O mais estranho deles aparece logo no primeiro parágrafo: Ives Gandra sustenta que, em Direito, a culpa aparece nas formas de “omissão, imperícia, negligência e imprudência” (grifo nosso). Não consigo imaginar como um jurista desse gabarito – doutor em Direito pela Universidade Presbiteriana Mackenzie – possa caracterizar a omissão como uma espécie de culpa. Culpa, em Direito, é forma de responsabilidade oposta a dolo: basicamente, a diferença entre ambas as formas está que na culpa o agente não dirige sua vontade para a realização da ação ou omissão, ocorrendo o resultado pela imperícia, pela negligência ou pela imprudência deste no cumprimento de um dever. Exemplo clássico é o do motorista que viola o dever de dirigir abaixo da velocidade regulamentada e, por isso, envolve-se em acidente de trânsito.

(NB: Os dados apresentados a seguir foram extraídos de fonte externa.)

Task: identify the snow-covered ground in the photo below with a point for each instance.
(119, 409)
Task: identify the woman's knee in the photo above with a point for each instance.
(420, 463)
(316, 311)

Omissão, por sua vez, é o oposto de ação. Assim, não existe uma relação necessária entre culpa e omissão: podemos ter ações culposas e dolosas, bem como omissões culposas e dolosas. Logo, ao colocar a omissão como uma espécie de culpa, o tributarista causa confusão que vai permear todo o seu texto.

O segundo erro que Ives Gandra comete é confundir a probidade da administração como espécie de crime de responsabilidade – mencionada no art. 85, V da Constituição da República – com os atos de improbidade administrativa – previstos no art. 37, § 4º da Constituição e na Lei nº 8.429/1992. Embora os nomes sejam os mesmos, o STF já decidiu (Agravo de Instrumento nº 810.393) que aos agentes públicos que respondam no regime de crime de responsabilidade com competência definida através de foro especial por prerrogativa de função não será aplicada a lei nº 8.429/1992. É o caso do Presidente da República que tem os seus crimes de responsabilidade tipificados na Lei nº 1.079/1950, que apresenta em seu art. 9º as hipóteses de crime de responsabilidade contra a probidade na administração (diferente, logo, de improbidade administrativa), regulamentando o inciso V do art. 85 da Constituição.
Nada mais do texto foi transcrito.